Dr Chinh Nguyen1, Dr Rogan Fraser2, Dr Rose Tan2, Ms Emily Caruso2, Prof Robyn Guymer2, A/Prof Chi Luu2
1Royal Hobart Hospital , Hobart, Australia, 2Centre for Eye Research Australia, Melbourne, Australia
Purpose: It is well recognised that rod-mediated dark adaptation is significantly impaired in the early stages of AMD. Consistent with the geographical changes in retinal morphology seen in AMD, our baseline study was the first to demonstrate retinotopic variations in dark adaptation recovery rate and sensitivity in intermediate AMD. Longitudinal changes in dark adaptation in early stages of AMD remained unexplored. Therefore, the purpose of this study is to assess the longitudinal changes in rod-mediated dark adaptation in intermediate AMD, at multiple retinal locations, using dark-adapted chromatic perimeter.
Participants: Twenty participants with intermediate AMD and six age-matched control subjects from our baseline study were recalled for the one-year follow up study.
Methods: participants underwent complete ophthalmoscopic examination, multimodal imaging, and dark adaptation. Eyes were graded for AMD features (drusen, pigmentary changes, late AMD), in reference to the Beckman’s classification (defined as drusen ≥ 125 μm with or without pigmentary changes). One eye was designated as the study eye for DA testing.

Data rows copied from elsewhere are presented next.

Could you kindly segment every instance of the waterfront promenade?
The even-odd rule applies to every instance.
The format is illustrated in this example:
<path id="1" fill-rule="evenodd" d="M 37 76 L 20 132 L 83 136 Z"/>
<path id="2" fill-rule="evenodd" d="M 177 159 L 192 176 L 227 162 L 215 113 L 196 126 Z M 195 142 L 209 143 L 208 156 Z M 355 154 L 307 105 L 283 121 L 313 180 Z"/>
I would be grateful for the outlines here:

Main outcome measures: The primary outcomes of this study were retinal sensitivity at 20 minutes and rod criterion time (RCT), which is defined as the time required for sensitivity to recover to a threshold of – 3.0 log unit stimulus intensity. Seven retinal locations were assessed for each patient.
Results: a total of 20 study eyes from 20 participants with intermediate AMD (mean age 72.0 ± 7.0 years) and 6 age-matched control eyes were analysed. There was no significant difference in visual acuity and clinically evident retinal structural changes in our study subjects at baseline and follow-up, aside from one participant who progressed to late AMD. Compared to baseline, progression of DA impairment was not seen in the control group at the one-year follow up. In contrast, both retinal sensitivity at 20 minutes and RCT were further compromised in AMD subjects, particularly in eyes with RPD. Retinotopic variation was once again demonstrated, with the most DA impairment seen within 6 degree eccentricity.
Conclusion: it is feasible to use DAC perimeter to detect longitudinal changes in rod mediated DA in patients with intermediate AMD, at one year follow up and at multiple retinal locations. We demonstrated an overall progression of DA impairment in both static and dynamic rod function at one year follow up in patients with intermediate AMD and more so in eyes with RPD, particularly within the central 6 degree retina.